I will say, James Clear’s book for developing daily habits is still the best thing I’ve read on forming habits, and even though I failed to meet my challenge yesterday, knowing that all I needed to do was accept it and make sure not to miss two days in a row was enough to get me motivated again. In the past, when I would miss doing something I promised to do daily (i.e.: not say my Lenten rosary), I would beat myself up about it. I would get ridiculously discouraged, and basically, give up on the whole thing.

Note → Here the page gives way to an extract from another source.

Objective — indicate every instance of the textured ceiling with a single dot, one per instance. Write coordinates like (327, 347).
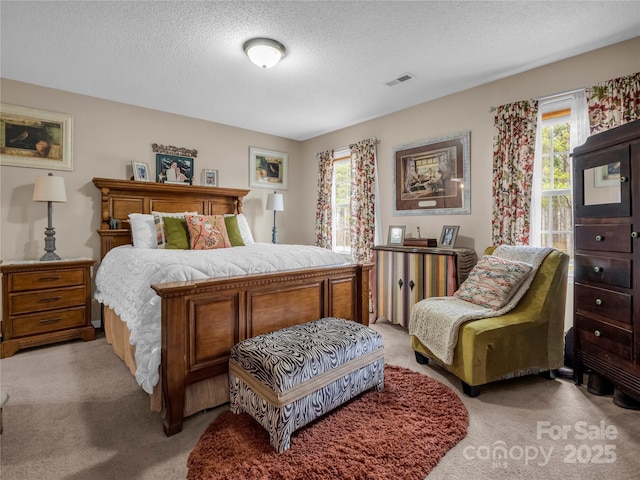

Clear’s advice — to just let yourself miss that day and make sure not to miss more than two in a row — was mind-altering. Here was a productivity guru guy telling me it was okay to miss a day, that it didn’t mean I was a failure, and all I needed to do was just make sure to get back to my habit the next day. It sounds so obvious, but Clear gave me permission to accept that sometimes I would mess up, and messing up doesn’t mean the habit is destroyed. Also, better to read for five minutes if that’s all you can do than to not read anything because you didn’t have the perfect two hours of reading time all laid out.

I’ve learned this lesson with my writing too. I wish I could write for four hours a day, but realistically, that doesn’t ever happen. Instead, I write when I can with the time that is given to me. I try to keep my regular morning writing time, but even if I don’t, one sentence in my manuscript is better than none. Amazingly, one sentence every day can add up to a novel.

(Luckily, I’m able to write more than one sentence a day… most days!)